Setting up the Crontab
# crontab -l
# m h dom mon dow command
MAILTO=ppetraki@localhost
BACKUP=/home/ppetraki/Documents/System/Backup
#
0 0 * * * /usr/bin/crontab -l > $BACKUP/crontab-backup
0 0 * * * /usr/bin/dpkg --get-selections > $BACKUP/installed-software
0 0 * * * /usr/local/bin/ppetraki-backup.sh inc
0 0 * * Fri /usr/local/bin/ppetraki-backup.sh full
Note that I am also backing up my crontab and my list of installed software,
eventually I will move this into another script that also does things like
- backup my bookmarks from chrome and firefox
- backup mail in a non-binary format
The current cron format performs an incremental backup every night and a
full backup every Friday.
Driver script
This wraps the invocation of duplicity and acquires the necessary environmental
variables. Duplicity itself can be hairy with all the command line switches
and even more of a burden if you have multiple targets. I have redundant backups,
first to a local server and to a remote service provided by rsync.net (great customer
support!). I found
horcrux to be a wonderful, lightweight, duplicity wrapper to suit my needs.

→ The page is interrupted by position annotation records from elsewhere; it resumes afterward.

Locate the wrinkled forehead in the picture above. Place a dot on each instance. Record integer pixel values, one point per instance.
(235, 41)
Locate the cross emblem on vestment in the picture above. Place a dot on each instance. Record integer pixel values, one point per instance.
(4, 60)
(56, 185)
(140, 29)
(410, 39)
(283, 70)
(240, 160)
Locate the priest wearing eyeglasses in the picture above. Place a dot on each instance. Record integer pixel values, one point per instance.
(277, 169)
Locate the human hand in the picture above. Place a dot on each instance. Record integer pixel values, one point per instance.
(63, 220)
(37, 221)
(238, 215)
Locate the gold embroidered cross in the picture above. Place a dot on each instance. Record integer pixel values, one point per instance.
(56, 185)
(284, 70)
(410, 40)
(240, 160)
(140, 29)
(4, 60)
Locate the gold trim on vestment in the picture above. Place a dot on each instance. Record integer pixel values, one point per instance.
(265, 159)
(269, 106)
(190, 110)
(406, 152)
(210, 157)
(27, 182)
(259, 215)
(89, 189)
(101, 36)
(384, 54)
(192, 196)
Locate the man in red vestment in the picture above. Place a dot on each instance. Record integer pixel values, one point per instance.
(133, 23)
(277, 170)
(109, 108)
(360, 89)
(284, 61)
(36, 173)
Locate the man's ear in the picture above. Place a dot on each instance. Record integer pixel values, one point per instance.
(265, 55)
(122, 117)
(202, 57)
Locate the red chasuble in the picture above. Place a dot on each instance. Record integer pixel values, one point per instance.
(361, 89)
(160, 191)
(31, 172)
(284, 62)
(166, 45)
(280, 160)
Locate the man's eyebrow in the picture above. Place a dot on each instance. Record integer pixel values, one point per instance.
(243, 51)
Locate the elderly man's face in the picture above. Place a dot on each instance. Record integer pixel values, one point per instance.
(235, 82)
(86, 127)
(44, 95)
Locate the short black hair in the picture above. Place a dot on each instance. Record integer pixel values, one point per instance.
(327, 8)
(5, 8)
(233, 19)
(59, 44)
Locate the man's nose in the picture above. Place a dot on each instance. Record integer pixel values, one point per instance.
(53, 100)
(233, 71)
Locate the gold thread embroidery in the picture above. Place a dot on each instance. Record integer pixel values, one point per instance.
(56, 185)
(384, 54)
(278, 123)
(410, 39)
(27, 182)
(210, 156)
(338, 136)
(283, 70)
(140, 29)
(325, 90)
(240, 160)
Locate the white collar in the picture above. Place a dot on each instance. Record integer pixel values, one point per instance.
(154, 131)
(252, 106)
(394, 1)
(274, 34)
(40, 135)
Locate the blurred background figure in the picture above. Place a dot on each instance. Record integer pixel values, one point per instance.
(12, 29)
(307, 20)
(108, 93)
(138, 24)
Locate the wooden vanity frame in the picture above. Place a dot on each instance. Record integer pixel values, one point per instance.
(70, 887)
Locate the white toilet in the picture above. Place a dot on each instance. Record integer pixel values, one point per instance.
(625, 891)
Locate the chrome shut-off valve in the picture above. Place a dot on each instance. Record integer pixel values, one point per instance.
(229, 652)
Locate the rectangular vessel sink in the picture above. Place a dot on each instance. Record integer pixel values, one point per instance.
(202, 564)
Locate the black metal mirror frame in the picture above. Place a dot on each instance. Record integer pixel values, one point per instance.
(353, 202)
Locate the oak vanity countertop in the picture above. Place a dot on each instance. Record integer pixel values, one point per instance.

The driver script, which is external to my backup path, also contains my GPG passphrase
to encrypt my backups. Eventually I wish to move to a smartcard driven system
illustrated here
#!/bin/bash
# [/usr/local/bin/ppetraki-backup.sh]
export PATH=$PATH:/usr/local/bin
action=$1
export USER=XXX
export HOME=/home/$USER
source $HOME/.backenvrc
echo "verifying environment"
echo "gpg-agent: ${GPG_AGENT_INFO}"
echo "gpg-key: ${GPGKEY}"
echo "ssh-agent-pid: ${SSH_AGENT_PID}"
echo "ssh-auth-sock: ${SSH_AUTH_SOCK}"
if [ -z $action ]; then
echo "requires an action!"
exit 1
fi
export PASSPHRASE=
[ -z $PASSPHRASE ] && exit 1
echo "begin"
for config in local_backup remote_backup
do
horcrux clean $config
horcrux $action $config
done
Using horcrux to wrangle duplicity
Horcrux has the notion of profiles that takes all the complexity out of managing
the duplicity CLI. Here's an example of a profile.
cat /home/ppetraki/.horcrux/local_backup-config
destination_path="rsync://192.168.1.XXX/backups/personal"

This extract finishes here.